You are absolutely right. I am gonna say that phrase to myself often. I’m gonna miss this. Those things that I wish would be over, wishing for bedtime, which I do almost every night. I do sometimes say no to snuggles because it is already past bedtime. I’m gonna stop that because I will miss it. Whatever is waiting for me, can wait longer while I snuggle my babies.
Thank you!
This has nothing to do with your post but I wanted to tell you something. My 15 year old daughter had an ablation yesterday and praise God it worked. She is free of SVT! We are so thankful and blessed that God heard her prayer to be free of the SVT. The doctor said she had Wolf-Parkinson-White Syndrome. She is so happy. We have been following you for a long time now and she was always encouraged by the doctors ridding Stellan of SVT. Blessings to you and your family.
That is just glorious!
I have a reminder of this same thing every time I see my oldest. He is almost 20! My youngest is 4.
I knew when the last time I would ever nurse my now 4yo was-I nursed him until he fell asleep and just cried. The next day I had to start taking medicine that would keep me from nursing. He was 18 months old at the time so I knew it wasn’t the end of the world. It just seemed so final though. THIS IS IT-its over.

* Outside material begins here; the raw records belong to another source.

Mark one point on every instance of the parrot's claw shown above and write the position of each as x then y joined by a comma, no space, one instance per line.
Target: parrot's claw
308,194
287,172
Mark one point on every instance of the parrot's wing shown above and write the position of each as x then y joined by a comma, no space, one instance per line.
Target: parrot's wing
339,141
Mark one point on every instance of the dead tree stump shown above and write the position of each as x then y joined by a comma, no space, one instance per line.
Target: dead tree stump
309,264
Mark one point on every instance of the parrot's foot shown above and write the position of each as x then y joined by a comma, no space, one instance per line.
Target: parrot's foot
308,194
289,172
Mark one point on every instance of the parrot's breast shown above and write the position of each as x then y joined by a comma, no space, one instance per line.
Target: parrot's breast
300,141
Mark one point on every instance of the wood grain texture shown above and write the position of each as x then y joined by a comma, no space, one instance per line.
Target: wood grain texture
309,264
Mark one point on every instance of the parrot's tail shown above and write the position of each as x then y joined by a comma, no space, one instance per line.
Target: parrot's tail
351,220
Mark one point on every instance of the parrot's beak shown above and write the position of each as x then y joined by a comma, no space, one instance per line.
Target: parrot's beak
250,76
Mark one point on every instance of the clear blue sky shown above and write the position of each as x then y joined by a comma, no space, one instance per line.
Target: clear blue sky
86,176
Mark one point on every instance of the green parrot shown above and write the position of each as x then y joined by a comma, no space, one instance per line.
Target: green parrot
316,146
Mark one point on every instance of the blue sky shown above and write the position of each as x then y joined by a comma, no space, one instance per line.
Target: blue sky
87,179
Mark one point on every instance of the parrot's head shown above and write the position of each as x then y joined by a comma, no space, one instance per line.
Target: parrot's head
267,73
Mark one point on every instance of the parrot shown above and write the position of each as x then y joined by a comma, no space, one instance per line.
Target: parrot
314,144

with the big age gaps between my kids I know what is coming and what passed by-with each child I have held on a little longer to each passing stage. Trying to hold on to every piece. They keep growing up though
Thank you for this. I certainly needed to hear this perspective. After all, that’s what we moms do for each other….encourage!
I have followed you quite regularly for quite a while now, but never commented before. I sit here in tears after having read your post because it is entirely true. My days are filled with 6 year old twins and a 9 month old baby and as much as I want to cherish every minute, I find myself often watching the clock for bedtime most days. So THANK YOU I so desperately needed this reminder that my babies won’t be babies for long!
Um…okay…I’ve learned to not read your blog at work anymore. My heart hurts!! I don’t want my 9 and 5 year old sons to be 9 and 5…I want that time back!! I do miss it already.
Whew, my throat is a burnin’!!
I loved this, so beautiful. It brought tears to my eyes. Thank you for reminding us how important it is to live and enjoy the present. It is so easy to get caught up in all the things that “need” to get done, that we are really missing out on such a beautiful gift from God. Thank you for this beautiful post!
perfect day for me to read this. It has been a tiring day. I came online to unwind for a minute while kids nap and watch cartoons. Instead, now I am going to join them and cuddle. It won’t be too long before they are too big to do so.
thank you so much for the beautiful reminder. I need to remember that my children aren’t going to be young forever and I need to cherish every memory because before I know it they will be grown. We just passed the seventh anniversary of burying my oldest brother and I know that my mom looks back on the times when we were young and is filled with so much joy. I want to make great memories with my children.
Thank you for this reminder again…
Your children are blessed to have such loving and caring parents. They are secure in that love and they trust that you will provide for them and also that you will let them be who they are and be that well.